Furthermore, the staggering cost of this failed program speaks for itself. Between 2011 and 2020, the Congressional Budget Office (CBO) found that, rather than saving taxpayers money, CMMI lost $5.4 billion due to funding models that failed to offer patients substantial benefits or cost relief. A 2021 analysis found that only 4 of 172 Medicare models were eligible for expansion. Yet, despite this disappointing track record, costly models continue to be pumped through the program in hopes that the next attempt might actually succeed.
There is nothing innovative about a wasteful program that fails to meet basic measures of success and leaves patients in a weaker, more constrained system of care. In fact, it’s regressive. Programs like CMMI’s recently introduced GLOBE and GUARD models create uncertainty and confusion for both patients and providers, and can hardly be upheld as examples of the government successfully addressing healthcare challenges. Previous records show these models rarely do.

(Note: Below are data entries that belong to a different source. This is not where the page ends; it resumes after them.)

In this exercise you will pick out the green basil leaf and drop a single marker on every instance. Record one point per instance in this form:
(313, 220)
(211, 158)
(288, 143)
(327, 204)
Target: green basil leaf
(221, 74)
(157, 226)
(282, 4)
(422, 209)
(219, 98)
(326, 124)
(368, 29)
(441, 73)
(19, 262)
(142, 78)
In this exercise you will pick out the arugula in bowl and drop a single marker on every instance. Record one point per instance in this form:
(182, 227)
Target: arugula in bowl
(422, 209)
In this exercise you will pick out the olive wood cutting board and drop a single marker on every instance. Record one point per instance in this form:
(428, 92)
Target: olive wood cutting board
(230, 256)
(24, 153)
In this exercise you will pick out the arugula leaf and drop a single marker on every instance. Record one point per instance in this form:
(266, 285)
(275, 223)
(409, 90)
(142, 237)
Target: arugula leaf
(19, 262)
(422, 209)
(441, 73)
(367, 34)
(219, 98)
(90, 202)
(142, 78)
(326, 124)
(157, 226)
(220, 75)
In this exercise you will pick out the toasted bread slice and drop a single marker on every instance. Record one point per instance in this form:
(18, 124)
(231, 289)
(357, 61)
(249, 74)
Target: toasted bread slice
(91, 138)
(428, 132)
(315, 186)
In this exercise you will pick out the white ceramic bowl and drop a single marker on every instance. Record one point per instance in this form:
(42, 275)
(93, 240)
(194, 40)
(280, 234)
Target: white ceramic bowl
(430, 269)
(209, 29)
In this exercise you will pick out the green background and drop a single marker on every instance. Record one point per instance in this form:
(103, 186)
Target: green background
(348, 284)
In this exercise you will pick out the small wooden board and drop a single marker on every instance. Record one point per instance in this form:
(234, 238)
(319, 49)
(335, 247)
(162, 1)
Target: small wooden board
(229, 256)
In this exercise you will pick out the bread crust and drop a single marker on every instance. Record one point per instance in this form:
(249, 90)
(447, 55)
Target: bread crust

Fixing a broken system is not a contentious issue. American patients deserve transparency, and this can begin with an acknowledgement that CMMI is in dire need of reform. The program has strayed far from its original mandate and operates freely with little accountability.
If outright elimination is not on the table, Congress needs to rein in this program by enforcing stronger
oversight authority, limiting the use of mandatory fixed-payment models, and imposing clear standards to measure patients' outcomes and fiscal performance. Otherwise, the cycle will continue at the expense of patients’ health and wallets.
Jon Decker is the Executive Director of American Commitment.